Zunächst wurde die Regierung einzig von der Sowjetunion anerkannt und war de facto nur in der sowjetisch besetzten Zone im Osten Österreichs voll wirkmächtig; Renner, dem Stalin zuvor sein Vertrauen ausgesprochen hatte (er kannte Renner noch aus der Zeit vor dem Zweiten Weltkrieg), stand bei den Westalliierten sogar im Verdacht, mit den Sowjets zu kollaborieren. Erst am 20. Oktober 1945 folgten die USA, Großbritannien und Frankreich per Beschluss des Alliierten Rates. Am 25. November 1945 fanden die ersten Nationalratswahlen statt.
Die Unabhängigkeitserklärung besteht aus zwei Teilen. In der Präambel wird auf das völkerrechtswidrige Zustandekommen der Vereinigung und auf das ausbeuterische Verhalten des Deutschen Reichs gegenüber Österreich hingewiesen. Des Weiteren wird auf den Willen der Alliierten hingewiesen, ein freies und unabhängiges Österreich wieder erstehen lassen zu wollen.
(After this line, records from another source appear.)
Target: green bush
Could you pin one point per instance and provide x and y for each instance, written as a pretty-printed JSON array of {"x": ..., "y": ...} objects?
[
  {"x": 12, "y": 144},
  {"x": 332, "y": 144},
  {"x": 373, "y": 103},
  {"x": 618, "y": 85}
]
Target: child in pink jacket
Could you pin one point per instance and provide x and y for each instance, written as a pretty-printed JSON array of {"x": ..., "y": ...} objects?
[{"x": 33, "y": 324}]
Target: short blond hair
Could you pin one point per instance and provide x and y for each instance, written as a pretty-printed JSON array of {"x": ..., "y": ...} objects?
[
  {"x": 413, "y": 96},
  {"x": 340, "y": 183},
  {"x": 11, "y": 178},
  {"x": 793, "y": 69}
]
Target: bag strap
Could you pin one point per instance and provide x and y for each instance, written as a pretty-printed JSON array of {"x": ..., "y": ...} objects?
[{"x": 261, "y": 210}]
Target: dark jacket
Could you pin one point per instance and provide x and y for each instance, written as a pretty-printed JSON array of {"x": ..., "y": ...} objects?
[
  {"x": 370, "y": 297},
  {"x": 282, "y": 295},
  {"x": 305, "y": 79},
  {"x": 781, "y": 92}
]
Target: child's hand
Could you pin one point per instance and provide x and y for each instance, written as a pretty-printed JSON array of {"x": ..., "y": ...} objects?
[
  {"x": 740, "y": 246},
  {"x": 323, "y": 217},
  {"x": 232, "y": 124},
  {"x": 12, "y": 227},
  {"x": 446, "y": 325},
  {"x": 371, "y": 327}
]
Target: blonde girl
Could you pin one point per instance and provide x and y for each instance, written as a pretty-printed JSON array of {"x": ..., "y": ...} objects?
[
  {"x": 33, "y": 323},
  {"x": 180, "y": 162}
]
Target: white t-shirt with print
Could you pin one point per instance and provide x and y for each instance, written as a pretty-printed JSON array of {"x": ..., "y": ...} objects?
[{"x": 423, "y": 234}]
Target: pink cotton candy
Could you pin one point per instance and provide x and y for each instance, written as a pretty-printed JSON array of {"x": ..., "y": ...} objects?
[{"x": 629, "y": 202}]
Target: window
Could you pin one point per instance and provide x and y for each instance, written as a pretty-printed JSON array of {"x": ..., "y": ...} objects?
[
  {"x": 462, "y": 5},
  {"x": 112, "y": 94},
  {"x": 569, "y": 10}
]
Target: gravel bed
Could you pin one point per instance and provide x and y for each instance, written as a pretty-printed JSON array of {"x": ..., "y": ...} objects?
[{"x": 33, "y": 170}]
Im Anschluss folgt die eigentliche Unabhängigkeitserklärung.
Aus zeitgeschichtlicher Sicht ist bemerkenswert, dass in der Präambel Entrechtung, Beraubung, Vertreibung und Ermordung jüdischer Österreicher und anderer „rassischer“ und religiöser Minderheiten (zum Beispiel Roma und Sinti, Zeugen Jehovas) verschwiegen werden, ebenso die Beteiligung zahlreicher Österreicher am Terrorregime und am Völkermord.
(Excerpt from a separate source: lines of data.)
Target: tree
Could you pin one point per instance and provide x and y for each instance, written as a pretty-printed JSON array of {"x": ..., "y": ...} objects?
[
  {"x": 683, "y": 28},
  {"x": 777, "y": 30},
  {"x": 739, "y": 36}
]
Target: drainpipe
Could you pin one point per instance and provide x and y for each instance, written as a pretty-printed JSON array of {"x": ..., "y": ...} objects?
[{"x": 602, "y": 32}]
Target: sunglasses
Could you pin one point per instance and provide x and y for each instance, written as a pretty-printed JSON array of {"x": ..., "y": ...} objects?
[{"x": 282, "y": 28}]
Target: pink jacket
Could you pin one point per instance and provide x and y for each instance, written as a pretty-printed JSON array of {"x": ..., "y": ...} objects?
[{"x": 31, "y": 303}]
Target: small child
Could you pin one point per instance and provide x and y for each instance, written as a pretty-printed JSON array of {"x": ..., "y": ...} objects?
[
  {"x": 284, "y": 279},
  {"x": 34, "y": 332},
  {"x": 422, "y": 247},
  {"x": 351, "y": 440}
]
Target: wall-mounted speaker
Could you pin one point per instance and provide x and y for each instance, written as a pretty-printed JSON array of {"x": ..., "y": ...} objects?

Die Unterzeichner bildeten den Politischen Kabinettsrat der Provisorischen Staatsregierung, bestehend aus dem Staatskanzler und je einem politischen Staatssekretär [= Minister] von ÖVP, SPÖ und KPÖ.
Renner wurde noch im gleichen Jahr zum ersten Bundespräsidenten der Zweiten Republik gewählt. Schärf war zwölf Jahre lang Vizekanzler, bevor er 1957 ebenfalls zum Bundespräsidenten gewählt wurde. Kunschak wurde zum Präsidenten des Nationalrats gewählt und blieb dies bis zu seinem Tod 1953. Koplenig war bis 1959, als die KPÖ aus dem Nationalrat ausschied, Nationalratsabgeordneter.
Bei der Wiedererrichtung der Republik Österreich wurden, wie bei der Staatsgründung 1918, vorerst mit dem Wort Staat beginnende Begriffe verwendet (Staatskanzler, Staatssekretär [= Minister], Unterstaatssekretär [= Staatssekretär], Staatsamt [= Ministerium], Provisorische Staatsregierung usw.). Dementsprechend wurde die Gesetzesverlautbarung vorerst noch wie früher Staatsgesetzblatt (StGBl.) und erst später als Bundesgesetzblatt für die Republik Österreich (BGBl.), je Ausgabe als Stück bezeichnet. Stück 1 der Zweiten Republik im Jahrgang 1945 wurde am 1. Mai 1945 publiziert: In diesem wurde als Nr. 1 die Unabhängigkeitserklärung der fortlaufend nummerierten Gesetze verlautbart. Daran anschließend folgte als Nr. 2 die Kundmachung über die Einsetzung einer provisorischen Staatsregierung und deren Ressortverteilung und Ministerliste, sowie als Nr. 3 die erste Regierungserklärung, ausdrücklich gerichtet an die „Männer und Frauen von Österreich!“
Im Gedenken an die Unabhängigkeitserklärung wurde am 25. Oktober 1966 im Wiener Schweizergarten das Staatsgründungsdenkmal errichtet. Auf dem Boden vor dem Denkmal befinden sich Schriftpulte aus Stein und Beton, die den Text der Unabhängigkeitserklärung aufweisen. Auszüge der Unabhängigkeitserklärung sowie die Namen ihrer Unterzeichner sind auf dem „Stein der Republik“, einem Teil des 1988 in Wien errichteten Mahnmals gegen Krieg und Faschismus, eingemeißelt.